For twenty minutes, the cavernous room was a blender of destruction. Prime 4, his black mask now cracked, his body battered and bleeding, was on the defensive, his own considerable enhancements barely keeping him ahead of Eva's world-ending rage. Then, the sound they had heard before—the thrum of a helicopter—returned, growing louder. A large transport craft descended, its searchlight piercing the dust and smoke.
Seeing his escape, Prime 4 gathered the last of his strength and leaped, a desperate, soaring jump through the collapsing wreckage of the ceiling towards the helicopter's open bay.
Eva saw him. With another ground-shaking roar, she launched herself after him, a scarlet and black comet of vengeance.
"Maya!" Wolfen croaked, his voice raw. He was leaning heavily on her, his body useless. "Half-transform! Stop her! Get her on the ground, then revert. Get low. Make no sound."
Maya didn't question it. She willed the change, her arms and legs scaling over, giving her the strength and spring. As Eva was in mid-air, focused solely on her prey, Maya leaped, tackling her around the waist. They crashed back down onto the buckled floor in a tangle of limbs, a few dozen feet from Wolfen.
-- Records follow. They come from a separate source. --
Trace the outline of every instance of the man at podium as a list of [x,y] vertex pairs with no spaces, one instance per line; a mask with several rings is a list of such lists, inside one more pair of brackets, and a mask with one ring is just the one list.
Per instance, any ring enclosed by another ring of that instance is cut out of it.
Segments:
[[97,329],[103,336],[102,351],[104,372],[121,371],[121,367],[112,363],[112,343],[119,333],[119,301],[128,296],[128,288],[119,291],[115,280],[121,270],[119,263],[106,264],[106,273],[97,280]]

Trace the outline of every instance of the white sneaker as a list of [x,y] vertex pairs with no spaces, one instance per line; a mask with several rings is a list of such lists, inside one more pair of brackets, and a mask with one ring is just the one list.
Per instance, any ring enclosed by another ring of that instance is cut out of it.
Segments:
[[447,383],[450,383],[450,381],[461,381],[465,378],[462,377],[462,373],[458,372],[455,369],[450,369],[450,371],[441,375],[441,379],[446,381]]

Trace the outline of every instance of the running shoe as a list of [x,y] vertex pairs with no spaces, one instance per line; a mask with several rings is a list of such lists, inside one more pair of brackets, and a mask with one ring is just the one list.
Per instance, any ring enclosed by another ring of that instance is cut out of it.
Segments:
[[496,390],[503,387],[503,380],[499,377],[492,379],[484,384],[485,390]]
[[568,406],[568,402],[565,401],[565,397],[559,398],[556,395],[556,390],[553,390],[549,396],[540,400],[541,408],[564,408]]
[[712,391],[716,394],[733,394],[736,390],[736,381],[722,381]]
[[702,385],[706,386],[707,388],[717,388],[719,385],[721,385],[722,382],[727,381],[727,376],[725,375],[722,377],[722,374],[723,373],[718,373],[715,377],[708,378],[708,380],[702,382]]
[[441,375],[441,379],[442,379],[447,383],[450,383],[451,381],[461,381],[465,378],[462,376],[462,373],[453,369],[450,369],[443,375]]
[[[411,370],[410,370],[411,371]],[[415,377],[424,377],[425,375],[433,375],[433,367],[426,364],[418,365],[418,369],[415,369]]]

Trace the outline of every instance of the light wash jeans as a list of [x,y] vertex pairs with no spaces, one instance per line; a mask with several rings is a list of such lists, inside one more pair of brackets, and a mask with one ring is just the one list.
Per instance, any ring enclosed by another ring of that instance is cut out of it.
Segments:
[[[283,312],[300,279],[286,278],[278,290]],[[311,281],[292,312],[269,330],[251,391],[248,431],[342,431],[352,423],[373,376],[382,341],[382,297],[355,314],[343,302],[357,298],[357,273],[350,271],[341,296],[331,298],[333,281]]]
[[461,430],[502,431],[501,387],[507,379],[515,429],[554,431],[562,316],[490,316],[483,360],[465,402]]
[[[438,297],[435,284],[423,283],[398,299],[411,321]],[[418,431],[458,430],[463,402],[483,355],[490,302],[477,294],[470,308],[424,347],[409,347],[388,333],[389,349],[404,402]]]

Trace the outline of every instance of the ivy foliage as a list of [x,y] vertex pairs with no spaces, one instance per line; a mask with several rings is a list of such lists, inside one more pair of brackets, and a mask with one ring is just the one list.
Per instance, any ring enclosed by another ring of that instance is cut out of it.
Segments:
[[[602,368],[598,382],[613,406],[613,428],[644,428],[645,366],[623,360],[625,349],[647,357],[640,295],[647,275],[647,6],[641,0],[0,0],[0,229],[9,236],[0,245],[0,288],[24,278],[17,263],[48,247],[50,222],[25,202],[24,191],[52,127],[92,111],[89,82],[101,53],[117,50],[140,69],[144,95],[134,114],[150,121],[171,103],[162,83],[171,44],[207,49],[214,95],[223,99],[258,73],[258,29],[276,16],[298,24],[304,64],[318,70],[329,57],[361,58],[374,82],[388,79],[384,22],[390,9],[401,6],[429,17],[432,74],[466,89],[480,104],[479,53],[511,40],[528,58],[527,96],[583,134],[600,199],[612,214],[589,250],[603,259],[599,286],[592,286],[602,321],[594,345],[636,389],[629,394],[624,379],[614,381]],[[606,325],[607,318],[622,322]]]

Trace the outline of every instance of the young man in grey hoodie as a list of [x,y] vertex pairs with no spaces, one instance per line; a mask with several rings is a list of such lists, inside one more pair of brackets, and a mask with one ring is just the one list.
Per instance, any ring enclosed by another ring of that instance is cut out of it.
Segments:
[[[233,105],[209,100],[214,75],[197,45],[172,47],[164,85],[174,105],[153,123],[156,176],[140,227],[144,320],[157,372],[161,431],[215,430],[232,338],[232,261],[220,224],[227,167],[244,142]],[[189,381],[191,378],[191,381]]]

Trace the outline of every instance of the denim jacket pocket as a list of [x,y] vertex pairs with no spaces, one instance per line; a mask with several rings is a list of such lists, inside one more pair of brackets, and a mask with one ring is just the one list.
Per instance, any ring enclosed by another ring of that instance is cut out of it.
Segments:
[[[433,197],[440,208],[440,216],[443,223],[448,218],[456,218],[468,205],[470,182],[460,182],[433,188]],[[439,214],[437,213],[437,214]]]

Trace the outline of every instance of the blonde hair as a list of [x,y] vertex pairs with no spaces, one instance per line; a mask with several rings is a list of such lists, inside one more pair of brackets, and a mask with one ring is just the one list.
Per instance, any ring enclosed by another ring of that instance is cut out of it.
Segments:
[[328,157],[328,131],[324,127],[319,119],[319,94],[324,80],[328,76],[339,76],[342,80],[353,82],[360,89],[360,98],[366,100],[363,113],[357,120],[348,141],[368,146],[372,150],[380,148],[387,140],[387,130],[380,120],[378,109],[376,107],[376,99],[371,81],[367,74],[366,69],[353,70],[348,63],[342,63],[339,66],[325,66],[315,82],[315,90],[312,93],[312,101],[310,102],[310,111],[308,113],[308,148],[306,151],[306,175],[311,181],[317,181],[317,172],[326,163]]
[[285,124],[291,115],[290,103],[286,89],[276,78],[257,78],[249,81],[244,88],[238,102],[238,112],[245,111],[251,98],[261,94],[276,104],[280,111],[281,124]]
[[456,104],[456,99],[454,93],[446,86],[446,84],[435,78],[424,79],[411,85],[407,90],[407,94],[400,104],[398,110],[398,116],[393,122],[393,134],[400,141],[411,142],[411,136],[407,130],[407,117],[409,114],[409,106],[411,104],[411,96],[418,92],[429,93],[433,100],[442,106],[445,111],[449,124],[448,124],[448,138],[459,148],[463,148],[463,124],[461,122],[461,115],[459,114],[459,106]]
Instantly, Maya forced the transformation to recede, becoming human again. She flattened herself against the ground, holding her breath, making herself as small and silent as possible, as Wolfen had commanded.
Inside her, the monster was in a frenzy. LET HIM OUT! it screamed, a psychic vibration of pure terror. THE MONSTER OUTSIDE IS AN ALPHA!
Alpha? Maya thought, bewildered. The word meant nothing and everything.
Above them, the helicopter, with a bleeding Prime 4 hauled inside, banked sharply and shot away into the night sky.
The sound of its rotors faded, replaced by the crackle of fire and the groan of dying metal.
Eva slowly pushed herself to her hands and knees. She was still fully transformed, a nightmare creature of grief and scale. Her head turned, her completely black, depthless eyes scanning the ruins.
They stopped.
They locked directly onto Maya.
The Alpha had lost its prey. And now it was looking for a new one.